Anyhow, where it’s always New Year’s Eve it’s never New Year’s Day. No resolutions need be made. There’s no need even to send the partygoers home so long as they’re willing to carry on partying until the countdown begins again and the ball falls down in Times Square again and the fireworks go off again and they sing “Auld Lang Syne” again and have some more champagne. Beyond this my imagination balks. It will not furnish me with any further possibilities concerning life on New Year’s Island. It informs me that there are none.

Cousin Sulie and I don’t see eye to eye on everything, but in this case we agree. “I wouldn’t go to that party island,” she said. “I always did hate New Year’s Eve.”

I noticed that one element of the entertainment in the great courtyard was a Chinese New Year in San Francisco Dragon Parade. The natives in the picture look far more convincing as Chinese Americans than as cupids or elves or Revolutionary soldiers crossing the Delaware. It got me to wondering if there were any, as it were, un-American islands on the Great Joy Corporation plane. Sulie was vague about this. “There’s lots of islands,” she said. “Some of them might be foreign.”

With this and other questions in mind, I called my friend Sita Dulip. To my surprise, she had not even heard about the plane. I told her what I could and sent her all the literature I had.

After a week or two she called me back. She had tried to contact the Great Joy Corporation and had the expectable difficulty getting anywhere behind the 800 number.
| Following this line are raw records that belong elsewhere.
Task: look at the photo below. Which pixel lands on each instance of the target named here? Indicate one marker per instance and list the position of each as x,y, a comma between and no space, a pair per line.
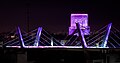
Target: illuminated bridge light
82,19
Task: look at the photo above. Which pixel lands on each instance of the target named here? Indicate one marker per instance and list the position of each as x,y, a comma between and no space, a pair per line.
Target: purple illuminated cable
36,43
106,36
82,19
20,36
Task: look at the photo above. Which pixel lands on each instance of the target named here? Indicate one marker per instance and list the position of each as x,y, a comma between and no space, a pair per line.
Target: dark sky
54,15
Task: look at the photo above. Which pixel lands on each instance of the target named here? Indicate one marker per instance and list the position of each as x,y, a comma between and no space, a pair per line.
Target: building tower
82,19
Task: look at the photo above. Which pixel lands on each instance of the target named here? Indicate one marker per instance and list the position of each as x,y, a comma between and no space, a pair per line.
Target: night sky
54,15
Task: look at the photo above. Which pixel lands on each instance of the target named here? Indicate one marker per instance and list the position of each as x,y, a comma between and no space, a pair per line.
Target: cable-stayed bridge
106,37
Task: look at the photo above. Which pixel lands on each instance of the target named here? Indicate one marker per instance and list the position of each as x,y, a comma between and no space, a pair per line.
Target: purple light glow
82,19
38,36
20,35
106,35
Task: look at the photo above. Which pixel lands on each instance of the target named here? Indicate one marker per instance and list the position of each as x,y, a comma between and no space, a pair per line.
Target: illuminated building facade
82,19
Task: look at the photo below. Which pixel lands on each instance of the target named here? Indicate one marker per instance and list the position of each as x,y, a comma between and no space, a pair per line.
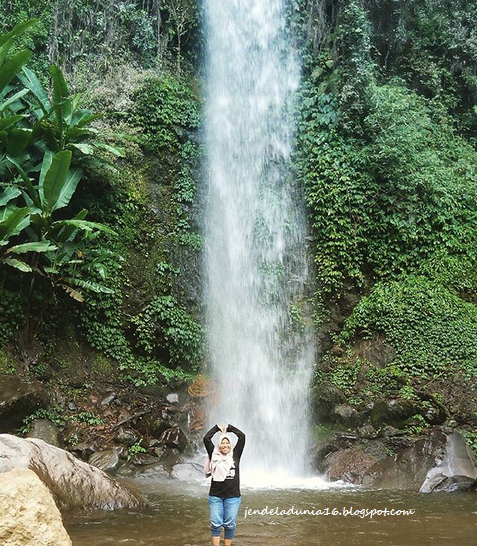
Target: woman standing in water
224,495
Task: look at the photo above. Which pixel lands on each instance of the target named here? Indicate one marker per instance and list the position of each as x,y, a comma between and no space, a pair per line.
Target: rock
154,471
71,434
127,436
349,465
106,401
324,398
74,484
376,350
28,514
456,471
85,449
18,399
393,412
440,462
345,415
174,438
45,430
158,427
171,457
108,460
187,472
143,459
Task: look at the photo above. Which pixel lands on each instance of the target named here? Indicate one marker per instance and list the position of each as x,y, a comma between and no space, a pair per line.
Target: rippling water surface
178,515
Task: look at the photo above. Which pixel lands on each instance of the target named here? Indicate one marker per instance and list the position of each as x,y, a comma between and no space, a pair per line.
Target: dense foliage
386,154
59,156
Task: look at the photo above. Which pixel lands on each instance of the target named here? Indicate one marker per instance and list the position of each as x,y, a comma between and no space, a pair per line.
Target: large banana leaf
9,194
31,82
89,285
57,182
13,224
35,246
17,264
84,225
13,99
5,48
5,123
32,191
18,140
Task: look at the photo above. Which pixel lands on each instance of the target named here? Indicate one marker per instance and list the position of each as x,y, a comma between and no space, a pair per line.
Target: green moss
432,329
7,363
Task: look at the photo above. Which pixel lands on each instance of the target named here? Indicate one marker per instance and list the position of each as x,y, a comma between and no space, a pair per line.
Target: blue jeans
223,513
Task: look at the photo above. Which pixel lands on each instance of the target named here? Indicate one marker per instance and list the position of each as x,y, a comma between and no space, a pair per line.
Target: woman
224,495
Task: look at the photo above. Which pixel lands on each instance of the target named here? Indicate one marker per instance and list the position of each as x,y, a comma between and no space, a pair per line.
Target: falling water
261,354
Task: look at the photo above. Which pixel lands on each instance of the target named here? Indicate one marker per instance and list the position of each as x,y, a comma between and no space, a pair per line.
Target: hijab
219,465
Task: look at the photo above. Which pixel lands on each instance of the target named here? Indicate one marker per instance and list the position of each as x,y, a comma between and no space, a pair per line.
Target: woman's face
224,446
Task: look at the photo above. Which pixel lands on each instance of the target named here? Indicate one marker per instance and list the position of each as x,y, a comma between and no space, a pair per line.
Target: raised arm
238,448
209,446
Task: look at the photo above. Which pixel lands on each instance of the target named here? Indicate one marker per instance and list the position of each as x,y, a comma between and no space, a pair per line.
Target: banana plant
43,142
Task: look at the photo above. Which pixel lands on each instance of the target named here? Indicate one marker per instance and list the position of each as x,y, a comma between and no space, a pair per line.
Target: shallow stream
178,515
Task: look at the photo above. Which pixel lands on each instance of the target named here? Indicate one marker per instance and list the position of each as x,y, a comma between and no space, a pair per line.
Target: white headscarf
219,465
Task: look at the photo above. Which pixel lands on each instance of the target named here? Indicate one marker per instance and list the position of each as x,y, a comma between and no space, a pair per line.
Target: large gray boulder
74,484
28,514
440,462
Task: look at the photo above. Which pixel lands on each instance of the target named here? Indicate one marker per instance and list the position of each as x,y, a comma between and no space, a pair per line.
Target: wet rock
345,415
377,351
126,436
456,471
171,458
106,401
45,430
108,460
154,471
28,514
434,412
74,484
187,471
158,427
71,434
439,462
84,449
174,438
324,398
393,412
143,459
18,399
349,465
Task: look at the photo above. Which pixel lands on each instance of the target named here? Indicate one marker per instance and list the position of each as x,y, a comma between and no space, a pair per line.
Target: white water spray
256,268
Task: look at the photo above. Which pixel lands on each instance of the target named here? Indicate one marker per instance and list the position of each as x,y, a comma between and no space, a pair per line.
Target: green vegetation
386,155
59,163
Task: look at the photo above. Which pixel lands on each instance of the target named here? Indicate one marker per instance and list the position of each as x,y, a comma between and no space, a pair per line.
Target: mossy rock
324,398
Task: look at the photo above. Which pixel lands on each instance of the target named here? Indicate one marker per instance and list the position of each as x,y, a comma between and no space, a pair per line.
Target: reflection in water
178,515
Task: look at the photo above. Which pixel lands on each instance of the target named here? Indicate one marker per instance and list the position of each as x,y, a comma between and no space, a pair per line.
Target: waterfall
261,354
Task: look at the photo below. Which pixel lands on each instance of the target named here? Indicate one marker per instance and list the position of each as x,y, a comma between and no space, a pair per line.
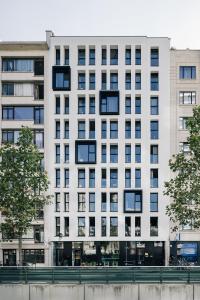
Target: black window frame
77,143
106,95
136,192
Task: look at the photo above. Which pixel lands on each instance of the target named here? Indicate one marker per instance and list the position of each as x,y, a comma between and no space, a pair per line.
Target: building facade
22,80
107,114
185,95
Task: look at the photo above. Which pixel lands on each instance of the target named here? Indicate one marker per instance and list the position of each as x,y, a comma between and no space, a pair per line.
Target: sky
28,19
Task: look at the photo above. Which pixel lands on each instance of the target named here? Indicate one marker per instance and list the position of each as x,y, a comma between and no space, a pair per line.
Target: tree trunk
20,250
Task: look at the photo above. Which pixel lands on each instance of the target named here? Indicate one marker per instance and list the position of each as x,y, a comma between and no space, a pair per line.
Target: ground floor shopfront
104,253
188,251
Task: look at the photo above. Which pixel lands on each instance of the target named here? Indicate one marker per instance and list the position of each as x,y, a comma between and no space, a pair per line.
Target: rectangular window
138,105
138,129
66,108
20,64
86,152
103,153
92,129
66,129
128,105
66,56
103,202
128,56
57,105
103,226
137,226
81,129
113,153
137,178
187,72
137,153
154,105
57,226
138,81
8,89
61,78
184,147
154,82
183,123
66,202
38,66
113,178
113,226
39,138
127,153
138,56
113,56
154,130
81,57
57,129
113,202
81,105
57,56
127,226
66,173
92,56
81,226
91,202
66,226
104,81
57,150
154,178
109,102
103,178
91,226
154,154
114,81
66,153
81,178
154,57
128,80
103,129
153,226
81,202
92,105
187,98
92,81
81,81
128,129
132,201
153,202
91,178
57,204
113,129
103,56
127,178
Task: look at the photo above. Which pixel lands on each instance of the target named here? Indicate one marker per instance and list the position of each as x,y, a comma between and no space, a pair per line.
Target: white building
106,146
108,121
185,95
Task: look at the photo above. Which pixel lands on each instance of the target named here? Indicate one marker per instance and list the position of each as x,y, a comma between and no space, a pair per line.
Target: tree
23,186
184,187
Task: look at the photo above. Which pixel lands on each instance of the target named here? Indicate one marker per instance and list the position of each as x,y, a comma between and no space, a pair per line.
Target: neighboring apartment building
185,94
106,145
22,104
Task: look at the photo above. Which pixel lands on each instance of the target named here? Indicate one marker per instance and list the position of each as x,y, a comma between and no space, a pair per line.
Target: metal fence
100,275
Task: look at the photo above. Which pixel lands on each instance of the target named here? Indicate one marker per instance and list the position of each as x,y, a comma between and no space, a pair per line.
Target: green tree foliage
184,187
23,186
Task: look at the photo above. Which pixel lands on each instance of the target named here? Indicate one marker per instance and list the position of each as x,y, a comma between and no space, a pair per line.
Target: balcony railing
94,275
But Sita is knowledgeable and persistent, and she finally sweet-talked her way to somebody in Public Relations, who sent her a set of literature and fliers, much the same as those Sulie had collected, and also a list of memos on Island Projects. These had been generated by the PR and Development departments and were apparently under consideration by the decision makers of the corporation. They included:

Isla Cinco de Mayo (a fully developed plan that is evidently about to be implemented)

Sit Seder Every Night! (lack of detailed information on this indicates that the project has been shelved)

Kwanzaa! Afric-Island (a rough sketch of facilities and “participatory entertainments,” with approving notations from higher-ups, such as Go for if)

Tét Everlasting (almost no details)

Holi Holi Holi (a long, enthusiastic memo, describing all the possibilities of colored water and colored powder and classical Indian dance, signed R. Chandranathan, which does not seem to have received encouragement from above)

Sita continues to investigate the Great Joy Corporation and its plane.

HAVING WRITTEN THIS MUCH, I decided to put the piece away until I had heard from Sita again. It was nearly a year before she got in touch and brought me up to date.

Soon after we talked, Sita decided to notify the Interplanary Agency of the operations of the Great Joy Corporation on “The Holiday Plane™”—which turned out to have been known for centuries to the Agency. It is described (in its original state) and listed in the Encyclopedia Planaria as Musu Sum.

The Agency, as may be imagined, is overloaded with the tasks of registering and investigating newly discovered planes, installing and inspecting transfer points, hostels, and tourist facilities, regulating interplanar relations, and a thousand such responsibilities. But when they learned that a plane had been closed to free entry and exit and was being operated as a sort of prison camp for its inhabitants to the profit of the operators, they acted at once, decisively.